The above interactive plots let us observe how different attributes regarding Martin's descriptions change over the lifetime of the "hidden gems" posts.
Looking closely at positive sentiment and its deviation through time, it seems there was a slight decline and another incline around December of 2020.



In [None]:
fig = make_subplots(rows=4, cols=2, subplot_titles=('Observed Pos', 'Observed Neg', 'Trend Pos','Trend Neg','Seasonal Pos','Seasonal Neg','Residual Pos','Residual Neg'))
lbl = ['Positive','Negative']

for idx,column in enumerate(['Positive Sentiment','Negative Sentiment']):
    res = seasonal_decompose(b_date_mean[column], period=4, model='additive', extrapolate_trend='freq')
    
    fig.add_trace(
    go.Scatter(x=b_date_mean.date, y=res.observed,name='{} Observed'.format(lbl[idx])),
    row=1, col=idx+1)
    
    fig.add_trace(
    go.Scatter(x=b_date_mean.date, y=res.trend,name='{} Trend'.format(lbl[idx])),
    row=2, col=idx+1)
    
    fig.add_trace(
    go.Scatter(x=b_date_mean.date, y=res.seasonal,name='{} Seasonal'.format(lbl[idx])),
    row=3, col=idx+1)
    
    fig.add_trace(
    go.Scatter(x=b_date_mean.date, y=res.resid,name='{} Residual'.format(lbl[idx])),
    row=4, col=idx+1)
            
fig.update_layout(height=600, width=900, title_text="Decomposition Of Our Sentiments into Trend,Level,Seasonality and Residuals")
fig.show()

Treating the positive sentiment of Martin's descriptions as our signal and decomposing it into three components (trend, seasonal and residual) based on a period value of 4 (each month), we see that indeed there was somewhat a trend on a decline in July of 2020 and hitting is minima at December of 2020 after which an incline is observed, 
I wonder what happened in those months that show such underlying behavior.

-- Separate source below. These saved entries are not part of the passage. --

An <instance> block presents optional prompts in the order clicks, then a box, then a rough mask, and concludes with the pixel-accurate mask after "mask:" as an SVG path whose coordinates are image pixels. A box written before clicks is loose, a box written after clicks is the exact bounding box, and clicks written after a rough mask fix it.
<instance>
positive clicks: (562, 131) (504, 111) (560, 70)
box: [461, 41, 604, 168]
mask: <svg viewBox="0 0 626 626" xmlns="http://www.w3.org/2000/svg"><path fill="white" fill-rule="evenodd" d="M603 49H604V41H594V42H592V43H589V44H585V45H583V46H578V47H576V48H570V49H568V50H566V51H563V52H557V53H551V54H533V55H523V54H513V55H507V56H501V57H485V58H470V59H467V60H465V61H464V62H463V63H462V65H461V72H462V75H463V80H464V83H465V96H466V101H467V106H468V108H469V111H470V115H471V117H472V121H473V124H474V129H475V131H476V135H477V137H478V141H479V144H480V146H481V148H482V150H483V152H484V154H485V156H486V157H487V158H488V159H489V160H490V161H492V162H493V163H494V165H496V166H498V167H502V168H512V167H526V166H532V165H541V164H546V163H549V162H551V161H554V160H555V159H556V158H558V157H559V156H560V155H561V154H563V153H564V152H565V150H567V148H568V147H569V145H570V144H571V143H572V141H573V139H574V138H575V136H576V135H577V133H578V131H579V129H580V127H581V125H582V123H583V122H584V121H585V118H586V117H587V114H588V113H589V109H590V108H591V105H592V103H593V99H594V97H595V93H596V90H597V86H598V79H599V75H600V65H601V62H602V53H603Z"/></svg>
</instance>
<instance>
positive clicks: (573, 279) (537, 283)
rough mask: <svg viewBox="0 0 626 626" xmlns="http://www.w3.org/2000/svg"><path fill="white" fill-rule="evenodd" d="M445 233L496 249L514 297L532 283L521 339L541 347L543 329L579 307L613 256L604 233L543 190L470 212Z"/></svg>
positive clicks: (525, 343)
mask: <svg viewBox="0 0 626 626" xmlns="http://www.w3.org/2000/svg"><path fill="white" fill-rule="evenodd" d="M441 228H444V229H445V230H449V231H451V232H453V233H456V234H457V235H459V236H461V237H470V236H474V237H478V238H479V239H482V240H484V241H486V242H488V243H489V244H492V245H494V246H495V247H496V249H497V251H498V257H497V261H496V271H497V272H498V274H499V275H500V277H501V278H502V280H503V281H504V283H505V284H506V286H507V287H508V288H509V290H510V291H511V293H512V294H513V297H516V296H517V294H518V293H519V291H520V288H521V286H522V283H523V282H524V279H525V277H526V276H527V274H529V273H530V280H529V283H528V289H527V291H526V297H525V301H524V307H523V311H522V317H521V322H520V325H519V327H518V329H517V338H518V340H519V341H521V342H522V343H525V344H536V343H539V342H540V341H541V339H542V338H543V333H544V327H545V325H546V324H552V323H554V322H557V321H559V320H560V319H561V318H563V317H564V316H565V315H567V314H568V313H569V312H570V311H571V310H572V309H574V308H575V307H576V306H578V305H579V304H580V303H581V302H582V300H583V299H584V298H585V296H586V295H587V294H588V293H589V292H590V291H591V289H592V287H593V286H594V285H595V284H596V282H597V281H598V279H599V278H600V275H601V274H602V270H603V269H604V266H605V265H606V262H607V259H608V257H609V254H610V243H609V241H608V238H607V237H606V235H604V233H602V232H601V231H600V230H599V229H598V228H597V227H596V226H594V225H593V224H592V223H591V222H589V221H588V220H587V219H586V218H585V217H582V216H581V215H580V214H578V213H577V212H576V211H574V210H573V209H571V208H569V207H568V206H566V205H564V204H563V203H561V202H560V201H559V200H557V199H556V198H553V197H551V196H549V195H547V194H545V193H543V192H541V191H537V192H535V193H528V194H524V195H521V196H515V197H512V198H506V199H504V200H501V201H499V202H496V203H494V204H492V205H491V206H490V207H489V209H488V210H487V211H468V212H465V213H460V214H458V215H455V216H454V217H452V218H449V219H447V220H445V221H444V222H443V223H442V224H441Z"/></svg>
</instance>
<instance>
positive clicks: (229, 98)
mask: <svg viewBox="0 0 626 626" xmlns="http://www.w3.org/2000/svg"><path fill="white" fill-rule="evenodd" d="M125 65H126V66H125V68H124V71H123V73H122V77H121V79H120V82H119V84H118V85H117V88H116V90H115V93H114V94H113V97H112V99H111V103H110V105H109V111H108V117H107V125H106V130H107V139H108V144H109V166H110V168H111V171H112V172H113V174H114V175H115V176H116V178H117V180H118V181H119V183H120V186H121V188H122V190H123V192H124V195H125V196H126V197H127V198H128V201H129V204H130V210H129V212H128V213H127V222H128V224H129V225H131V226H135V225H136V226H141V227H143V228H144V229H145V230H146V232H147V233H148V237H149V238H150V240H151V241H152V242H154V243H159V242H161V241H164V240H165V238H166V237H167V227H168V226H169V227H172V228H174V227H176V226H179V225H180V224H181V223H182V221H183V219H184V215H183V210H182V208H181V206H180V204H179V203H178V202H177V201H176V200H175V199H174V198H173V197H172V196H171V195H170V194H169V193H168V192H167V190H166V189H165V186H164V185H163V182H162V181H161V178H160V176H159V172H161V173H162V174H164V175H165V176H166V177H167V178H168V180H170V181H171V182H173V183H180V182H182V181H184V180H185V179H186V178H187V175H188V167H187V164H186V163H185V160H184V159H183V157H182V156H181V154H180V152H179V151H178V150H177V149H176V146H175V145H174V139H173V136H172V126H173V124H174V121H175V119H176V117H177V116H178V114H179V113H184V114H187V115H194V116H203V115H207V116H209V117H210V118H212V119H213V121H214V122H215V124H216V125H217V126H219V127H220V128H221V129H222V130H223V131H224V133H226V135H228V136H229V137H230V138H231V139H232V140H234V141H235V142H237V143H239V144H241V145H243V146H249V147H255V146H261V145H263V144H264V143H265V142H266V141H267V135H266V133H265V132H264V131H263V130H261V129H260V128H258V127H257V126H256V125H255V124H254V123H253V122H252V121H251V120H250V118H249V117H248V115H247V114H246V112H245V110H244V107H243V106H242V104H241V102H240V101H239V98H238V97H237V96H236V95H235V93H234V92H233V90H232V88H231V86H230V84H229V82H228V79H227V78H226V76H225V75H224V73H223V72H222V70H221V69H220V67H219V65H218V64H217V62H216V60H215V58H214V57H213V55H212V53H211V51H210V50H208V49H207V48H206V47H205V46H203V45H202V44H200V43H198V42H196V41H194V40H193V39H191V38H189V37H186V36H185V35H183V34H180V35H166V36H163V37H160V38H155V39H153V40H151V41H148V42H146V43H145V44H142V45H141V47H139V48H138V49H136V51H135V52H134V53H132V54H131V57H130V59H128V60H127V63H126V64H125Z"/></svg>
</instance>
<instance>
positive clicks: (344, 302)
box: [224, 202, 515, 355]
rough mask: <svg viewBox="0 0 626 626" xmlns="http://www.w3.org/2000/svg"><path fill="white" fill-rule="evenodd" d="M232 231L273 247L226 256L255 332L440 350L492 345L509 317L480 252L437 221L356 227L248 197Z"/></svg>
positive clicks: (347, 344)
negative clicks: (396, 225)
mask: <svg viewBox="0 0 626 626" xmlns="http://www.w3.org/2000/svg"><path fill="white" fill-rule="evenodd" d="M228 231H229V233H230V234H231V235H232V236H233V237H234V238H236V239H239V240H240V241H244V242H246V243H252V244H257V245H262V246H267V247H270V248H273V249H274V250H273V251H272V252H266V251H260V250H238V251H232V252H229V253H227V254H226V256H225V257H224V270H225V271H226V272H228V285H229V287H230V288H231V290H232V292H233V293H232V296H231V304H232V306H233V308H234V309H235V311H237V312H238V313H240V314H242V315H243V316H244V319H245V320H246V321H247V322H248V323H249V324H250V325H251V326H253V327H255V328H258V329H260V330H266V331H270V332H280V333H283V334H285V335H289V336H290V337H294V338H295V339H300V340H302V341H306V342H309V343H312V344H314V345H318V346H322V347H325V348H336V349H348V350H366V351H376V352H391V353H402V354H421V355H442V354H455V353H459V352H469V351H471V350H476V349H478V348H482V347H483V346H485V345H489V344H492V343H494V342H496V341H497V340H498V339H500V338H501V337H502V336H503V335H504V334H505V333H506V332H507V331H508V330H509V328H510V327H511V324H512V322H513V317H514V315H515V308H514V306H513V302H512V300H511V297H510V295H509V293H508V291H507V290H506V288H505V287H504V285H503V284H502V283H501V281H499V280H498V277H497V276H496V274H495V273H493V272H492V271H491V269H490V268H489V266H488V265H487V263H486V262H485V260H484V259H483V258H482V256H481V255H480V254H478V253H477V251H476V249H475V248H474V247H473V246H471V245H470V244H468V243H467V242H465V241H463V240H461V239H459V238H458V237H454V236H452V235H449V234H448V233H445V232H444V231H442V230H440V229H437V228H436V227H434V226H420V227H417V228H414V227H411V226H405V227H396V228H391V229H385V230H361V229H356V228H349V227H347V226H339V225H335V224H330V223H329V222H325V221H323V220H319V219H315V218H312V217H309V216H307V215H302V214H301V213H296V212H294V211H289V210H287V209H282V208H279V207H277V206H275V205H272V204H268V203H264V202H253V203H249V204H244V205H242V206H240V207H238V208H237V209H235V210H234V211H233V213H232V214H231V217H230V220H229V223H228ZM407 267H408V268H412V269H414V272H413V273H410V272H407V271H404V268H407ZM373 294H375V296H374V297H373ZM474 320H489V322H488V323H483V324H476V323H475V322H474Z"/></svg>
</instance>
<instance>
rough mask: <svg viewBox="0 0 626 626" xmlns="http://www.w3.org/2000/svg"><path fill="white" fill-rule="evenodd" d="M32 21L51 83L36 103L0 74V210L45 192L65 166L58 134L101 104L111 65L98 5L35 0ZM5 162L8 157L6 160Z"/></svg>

It could be an interesting experiment to predict the positive sentiments of future hidden gems descriptions, but due to the non-stationary nature of the sentiments, this is not possible.


**Closing Note**: I personally like to thank Martin for bringing to light quality notebooks every week, helping new members of this amazing community get their hard word noticed, getting feedback and reviews that help them grow in the vast field known as data science.